KHARTOUM – Senior Sudanese government officials are telling Sudans Post that the country has agreed to normalize ties with Israel, the only Jewish state in the world, after United States’ President Donald Trump gave the ruling military a 24-hour ultimatum to decide.
Yesterday, a senior government official from the country’s foreign ministry told Sudans Post’s Nancy Abdel Rahaman in Khartoum that Trump had earlier this week gave Sudan between October 14, and midnight October 15 to decide on the normalization as he prepares to take off the country from a devastating as state sponsor of terrorism.
“The government has agreed to normalize with Israel and we are going to inform the United States of this decision anytime from now,” the senior government official close to Hamdok told Sudans Post in Khartoum. “In return, there are things that the United States is going to fulfill before we go for talks with our Israeli counterparts.”
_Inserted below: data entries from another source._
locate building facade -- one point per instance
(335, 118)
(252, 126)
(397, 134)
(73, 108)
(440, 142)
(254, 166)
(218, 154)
Another government official said the country’s ruling military has – since the ouster of longtime dictator Omar al Bashir – been in a position that normalization of ties with Israel would improve the country’s economy ruining by al Bashir’s regime.
“You know, the Transitional Sovereign Council has been in favor of normalization with the State of Israel. This is because the country’s pariah status is complicated by the enmity of the deposited regime toward Israel and other Western countries and so they believe normalizing will address most of these challenges,” the official said on condition of anonymity.
The latest developments regarding the Sudanese-Israeli relations comes a few weeks after senior government officials including Prime Minister Abdalla Hamdok gave contradicting views regarding Sudan’s relations with Israel.
Hamdok said United States should not link the normalization with the Middle East country to the talks to remove his country from the terror list.
Days later, the deputy chairperson of the sovereign council and powerful commander of the Rapid Support Forces (RSF), General Mohamed Hamdan Daglo, also known as ‘Hemeti, said normalizing ties with Israel will improve the state of the country’s economy, but stopped short of saying whether the country will normalize with the Jewish state.
Days earlier, the Islamic Jurisprudence Academy, an Islamic institution critical of Israel as a Jewish state, issued a fatwa prohibiting any kind of relationship with the country.
However, a senior member of the Sudan Scholars Association (SCA) over the weekend issued a separate fatwa permitting practice of diplomatic relationship with any country in the world including Israel saying “such diplomatic relations are political and legal, and not religious.”